Жозеф сердито оделся – накинул плащ и нахлобучил кепи. «Я весь день на ногах, бегаю тут от полки к полке, а он меня на задание посылает… Впрочем, все-таки шурин у меня молодец – ведь мог бы и сам к свидетельнице, а взял и уступил мне…»
…Через час Жозеф, который сел не на тот омнибус, уехал бог знает куда и заблудился, стоял на мосту Европы и считал железнодорожные составы, извергавшие облака пара. Вдруг сзади кто-то ткнул его кулаком в плечо. Молодой человек резко обернулся, собираясь дать сдачи, но тотчас успокоился, обнаружив перед собой толстяка флегматичного вида в старом коричневом костюме и потрепанном котелке. Толстяк пошмыгал носом, будто принюхивался, как гончая, взявшая след, выхватил в последний момент клетчатый платок и от души чихнул в него.
– Чертова сенная лихорадка!
– Месье Гувье! – улыбнулся Жозеф. – Как всегда, в делах, в заботах?
– Считайте, в командировке. В «Пасс-парту» завелась рубрика «Искусство», и счастливый избранник – я. В галерее на улице Лафит опять выставили какую-то мазню – иду любоваться. У художника ни грамма таланта, зато целый пуд связей. А слышали эту историю? Два месяца назад толпа каких-то кретинов чуть не передралась перед картинами из коллекции покойного Кайботта [337] , которые наконец-то выставили во временном хранилище Люксембургского музея! Как сказал один мой коллега, «эта экспозиция – окончательный приговор живописи, называемой импрессионистской: все, кто представляет ее здесь, за исключением двоих-троих, – импотенты». Невольно задаешься вопросом, кто будет заселять Францию.
337
Гюстав Кайботт (1848–1894) – коллекционер, художник и меценат, финансировавший выставки импрессионистов. Завещал коллекцию из 68 картин (в том числе Э. Мане, К. Моне, П.-О. Ренуара, Э. Дега, П. Сезанна) французскому правительству, с тем чтобы она была выставлена в Люксембургском дворце, а затем в Лувре, но особого восторга эта инициатива не встретила – во французском искусстве конца XIX века все еще доминировало академическое направление. – Прим. перев.

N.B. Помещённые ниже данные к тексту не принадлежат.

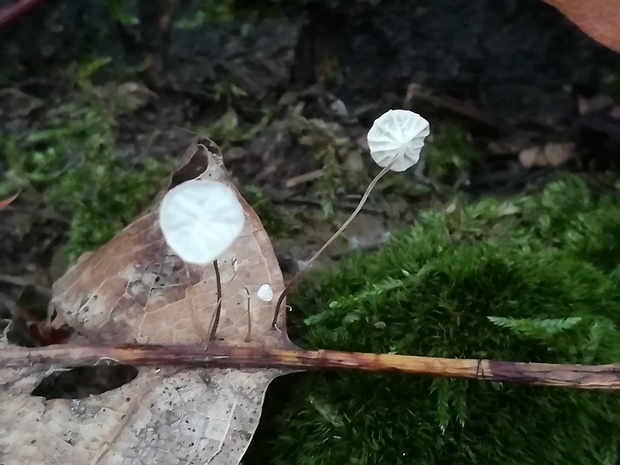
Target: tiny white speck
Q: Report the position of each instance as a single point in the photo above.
(265, 293)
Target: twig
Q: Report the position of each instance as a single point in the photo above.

– Я! – гордо заявил Жозеф. – У меня ожидается пополнение в семействе, и у месье Легри тоже.
– Осанна! Старые деревья приносят самые сладкие плоды.

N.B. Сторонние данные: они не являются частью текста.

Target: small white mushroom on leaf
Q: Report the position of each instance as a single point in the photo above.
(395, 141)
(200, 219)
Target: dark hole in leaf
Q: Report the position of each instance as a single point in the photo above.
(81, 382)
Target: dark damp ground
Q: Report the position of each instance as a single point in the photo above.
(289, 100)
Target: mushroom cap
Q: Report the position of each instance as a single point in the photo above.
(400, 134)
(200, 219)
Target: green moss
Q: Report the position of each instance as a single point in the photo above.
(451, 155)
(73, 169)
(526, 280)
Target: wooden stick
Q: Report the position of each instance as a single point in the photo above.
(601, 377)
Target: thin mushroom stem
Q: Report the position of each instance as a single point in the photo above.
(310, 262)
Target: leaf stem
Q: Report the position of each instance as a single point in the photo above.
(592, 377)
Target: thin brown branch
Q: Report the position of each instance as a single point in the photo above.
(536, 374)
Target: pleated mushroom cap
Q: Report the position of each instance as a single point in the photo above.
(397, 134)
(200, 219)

– Но я же молодой, месье Гувье!
– Так пользуйтесь этим, мой мальчик, не отказывайте себе ни в чем и ни от чего не отказывайтесь. Посмотрите на меня: перед вами образчик нонконформизма, который сдал свои позиции, погряз в рутине и изнывает от скуки. А вы, Шерлок Пиньо, небось затеяли расследование на вокзале Сен-Лазар?
– О нет, мне нужно доставить книгу клиенту на проезд Тиволи. Не знаете, как туда добраться?

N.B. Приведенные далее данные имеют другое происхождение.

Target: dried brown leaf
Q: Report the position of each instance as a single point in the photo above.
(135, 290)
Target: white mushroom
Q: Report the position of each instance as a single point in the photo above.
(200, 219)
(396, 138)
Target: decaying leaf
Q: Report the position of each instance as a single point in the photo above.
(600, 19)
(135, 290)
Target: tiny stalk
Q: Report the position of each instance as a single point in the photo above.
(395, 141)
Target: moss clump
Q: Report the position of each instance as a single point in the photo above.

– Проезд Тиволи… что-то знакомое… Вы блестящий фельетонист, молодой человек, но врунишка из вас никудышный. Где же книжка, которую вы собираетесь доставить? Ни один карман у вас не топорщится. Руку даю на отсечение, что вы направляетесь в дом четыре-бис.
– Нет-нет, уверяю вас…
– Да ладно, уж меня-то вы не проведете. Клюзель на рассвете дал мне задание расспросить персонал Опера о смерти некоего Аженора Фералеса.
– Неужели? И что же в этой смерти особенного?
– А то, что за месяц это уже третий из верных слуг нашей Академии музыки, который спустил рукава [338] . Клюзелю ситуация кажется необычной.
338
Выражение, на жаргоне клерков означающее «умер». – Прим. авт.
– Я внимательно читаю «Пасс-парту», но не заметил никаких комментариев по этим делам.
– О, с тех пор как у нас тираж пошел вверх, Клюзель осторожничает. Пока не удостоверится в надежности источника, ни за что не станет публиковать гипотезы, чтобы не вызвать потом возмущение читающей публики. Зато я знаю пару издателей, которые не боятся разворошить муравейник… Что ж, юноша, проезд Тиволи – это мне по дороге, я вас провожу.
– Месье Гувье, а может, поделитесь сведениями об обитательнице дома четыре-бис?